Olhar Vazio

EDGAR POE OU LE REGARD VIDE, par Jean-François Mattéi

A publicação original do conto ocorreu em dezembro de 1840 na The Burton’s Gentleman’s Magazine, na Filadélfia, periódico que passou a se chamar The Graham’s Magazine com aquele número, e a versão definitiva saiu cinco anos depois em Nova York e Londres.

Os dois olhares

A trama da narrativa é apresentada de forma muito simples, envolvendo um narrador anônimo que, convalescente, observa a rua de um grande café londrino.

A perseguição do velho através do Londres nebuloso leva o narrador por um labirinto de ruas escuras, bazares, avenidas elegantes e bairros sórdidos, enquanto a noite avança.

O conto de Poe se tensiona entre dois olhares, ou duas contemplações, que se equilibram a partir de um terceiro olhar, de natureza bem diferente.

O flâneur de Baudelaire

A comparação entre os títulos inglês e francês da narrativa revela uma leve ambiguidade, pois Poe fala de the crowd enquanto Baudelaire entende as foules, ambos destacando a singularidade do homem que se perde nela ou nelas.

O homem das multidões de Poe

As indicações da estética baudelairiana e de sua paráfrase benjaminiana correspondem ponto por ponto à cena de abertura de L’Homme des foules no café.

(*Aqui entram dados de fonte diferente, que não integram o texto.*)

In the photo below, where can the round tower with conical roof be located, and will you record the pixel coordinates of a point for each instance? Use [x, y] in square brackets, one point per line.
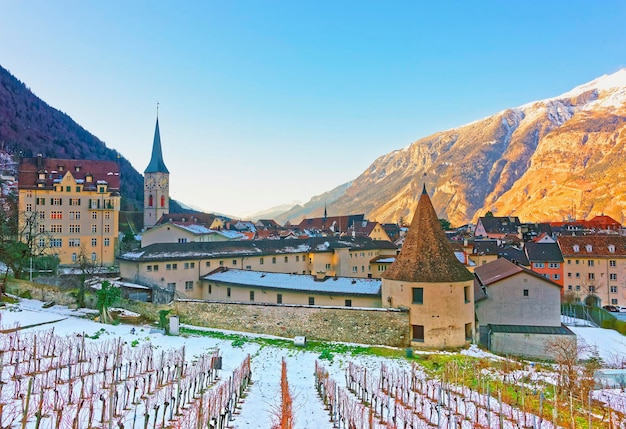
[429, 280]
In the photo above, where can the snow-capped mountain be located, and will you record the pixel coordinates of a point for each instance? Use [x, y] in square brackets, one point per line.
[546, 160]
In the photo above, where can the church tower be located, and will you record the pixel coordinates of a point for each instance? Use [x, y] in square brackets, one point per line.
[429, 280]
[156, 185]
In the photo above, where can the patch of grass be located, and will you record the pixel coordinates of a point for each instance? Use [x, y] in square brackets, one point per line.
[326, 355]
[9, 299]
[312, 346]
[239, 342]
[26, 294]
[97, 334]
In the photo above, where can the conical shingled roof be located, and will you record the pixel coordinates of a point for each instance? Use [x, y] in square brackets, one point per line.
[156, 161]
[426, 255]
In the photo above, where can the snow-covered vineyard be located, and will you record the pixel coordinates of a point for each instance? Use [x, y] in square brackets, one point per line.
[69, 372]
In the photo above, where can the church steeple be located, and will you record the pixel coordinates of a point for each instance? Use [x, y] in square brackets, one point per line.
[156, 164]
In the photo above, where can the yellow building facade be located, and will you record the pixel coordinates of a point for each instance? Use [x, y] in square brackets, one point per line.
[70, 208]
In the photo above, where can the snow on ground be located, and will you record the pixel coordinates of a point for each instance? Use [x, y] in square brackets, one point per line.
[610, 344]
[262, 398]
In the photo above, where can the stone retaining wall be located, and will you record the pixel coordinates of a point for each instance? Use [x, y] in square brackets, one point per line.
[344, 324]
[359, 325]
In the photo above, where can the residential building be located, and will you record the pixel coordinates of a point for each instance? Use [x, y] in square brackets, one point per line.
[497, 227]
[156, 184]
[183, 232]
[330, 225]
[518, 311]
[428, 279]
[594, 270]
[72, 207]
[545, 258]
[484, 251]
[178, 267]
[365, 228]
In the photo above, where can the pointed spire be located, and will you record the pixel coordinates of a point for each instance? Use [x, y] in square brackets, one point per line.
[426, 255]
[156, 164]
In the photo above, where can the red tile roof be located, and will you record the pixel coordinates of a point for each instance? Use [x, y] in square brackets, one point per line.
[55, 169]
[426, 255]
[593, 245]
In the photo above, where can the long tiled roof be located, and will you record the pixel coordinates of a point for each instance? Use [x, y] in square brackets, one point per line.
[338, 223]
[499, 269]
[543, 252]
[593, 245]
[202, 250]
[519, 329]
[55, 169]
[500, 225]
[297, 282]
[426, 255]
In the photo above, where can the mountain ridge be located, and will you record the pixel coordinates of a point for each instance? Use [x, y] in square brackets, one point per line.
[550, 159]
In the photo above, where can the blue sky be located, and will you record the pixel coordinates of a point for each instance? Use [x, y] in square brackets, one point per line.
[267, 102]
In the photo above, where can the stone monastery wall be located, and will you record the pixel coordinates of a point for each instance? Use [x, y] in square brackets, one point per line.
[369, 326]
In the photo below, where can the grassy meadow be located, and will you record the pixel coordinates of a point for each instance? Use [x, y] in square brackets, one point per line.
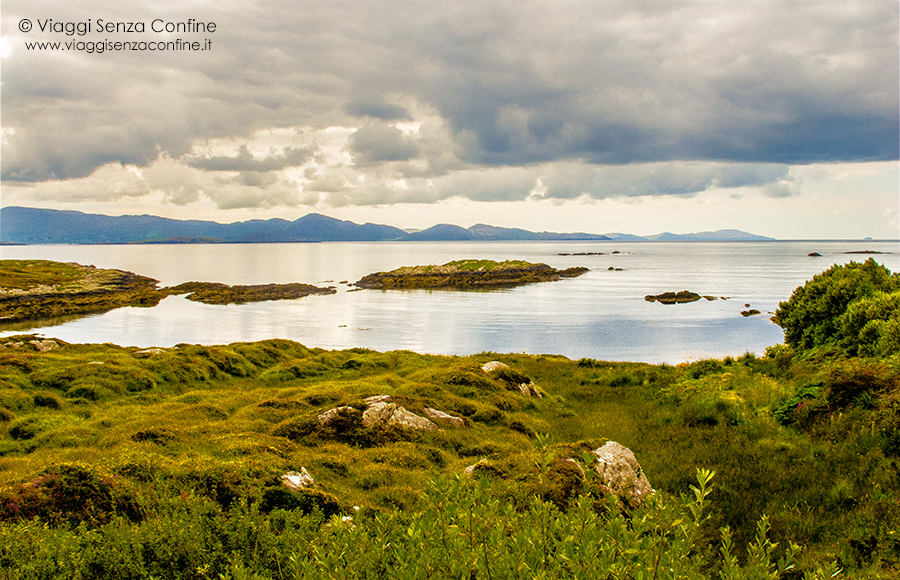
[165, 463]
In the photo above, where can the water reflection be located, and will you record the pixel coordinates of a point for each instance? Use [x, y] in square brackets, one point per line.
[601, 314]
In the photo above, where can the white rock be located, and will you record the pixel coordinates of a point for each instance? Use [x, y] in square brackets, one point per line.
[494, 365]
[44, 345]
[620, 471]
[380, 414]
[295, 481]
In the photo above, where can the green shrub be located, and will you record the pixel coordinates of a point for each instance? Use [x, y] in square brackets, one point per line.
[47, 400]
[28, 428]
[69, 492]
[814, 314]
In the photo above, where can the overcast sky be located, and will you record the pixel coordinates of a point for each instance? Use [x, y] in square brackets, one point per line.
[779, 118]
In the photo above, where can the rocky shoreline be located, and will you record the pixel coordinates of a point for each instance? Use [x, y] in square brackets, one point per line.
[464, 274]
[33, 289]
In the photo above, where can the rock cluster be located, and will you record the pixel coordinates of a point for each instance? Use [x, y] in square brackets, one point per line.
[381, 411]
[620, 471]
[466, 274]
[295, 481]
[616, 466]
[673, 297]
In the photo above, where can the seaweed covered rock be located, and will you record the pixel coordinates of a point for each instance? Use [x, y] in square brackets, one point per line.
[217, 293]
[467, 274]
[673, 297]
[620, 471]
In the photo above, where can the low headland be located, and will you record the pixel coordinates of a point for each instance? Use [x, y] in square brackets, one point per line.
[32, 289]
[275, 460]
[466, 274]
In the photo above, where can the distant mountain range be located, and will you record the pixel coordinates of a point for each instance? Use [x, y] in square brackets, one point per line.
[24, 225]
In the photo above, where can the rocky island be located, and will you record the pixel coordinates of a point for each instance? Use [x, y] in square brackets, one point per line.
[43, 289]
[31, 289]
[217, 293]
[462, 274]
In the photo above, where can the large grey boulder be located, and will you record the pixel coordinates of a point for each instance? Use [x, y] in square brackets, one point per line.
[383, 414]
[330, 415]
[494, 365]
[620, 471]
[44, 345]
[297, 480]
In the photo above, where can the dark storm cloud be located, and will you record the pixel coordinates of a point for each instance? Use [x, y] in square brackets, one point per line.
[514, 84]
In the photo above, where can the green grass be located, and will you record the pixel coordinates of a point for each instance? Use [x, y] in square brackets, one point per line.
[208, 429]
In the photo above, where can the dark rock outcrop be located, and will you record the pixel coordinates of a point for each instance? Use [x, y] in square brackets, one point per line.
[466, 274]
[673, 297]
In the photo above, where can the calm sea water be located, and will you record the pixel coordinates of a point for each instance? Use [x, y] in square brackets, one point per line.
[601, 314]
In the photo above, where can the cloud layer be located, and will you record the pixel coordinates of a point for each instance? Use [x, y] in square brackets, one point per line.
[384, 102]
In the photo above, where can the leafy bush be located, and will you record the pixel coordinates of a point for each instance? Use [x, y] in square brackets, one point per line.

Quatro leituras graduadas e convergentes são propostas para desvendar o enigma do relato: uma leitura política, uma ontológica, uma ética e, apenas esboçada, uma leitura teológica.

A figura do duplo

O motivo do duplo percorre toda a literatura romântica do século XIX, de Chamisso a Dostoiévski, passando por Hoffman, Nerval, Maupassant, Stevenson e Oscar Wilde.

O olhar de Deus

A trama policial de William Wilson é idêntica à de Édipo Rei, onde o investigador se confunde com o criminoso sem o saber, assistindo-se ao desdobramento de uma única consciência dilacerada.

A inversão do olhar vazio em um olhar pleno, ou a reversão da ignorância em conhecimento, torna-se necessária tanto em Poe quanto em todo investigador.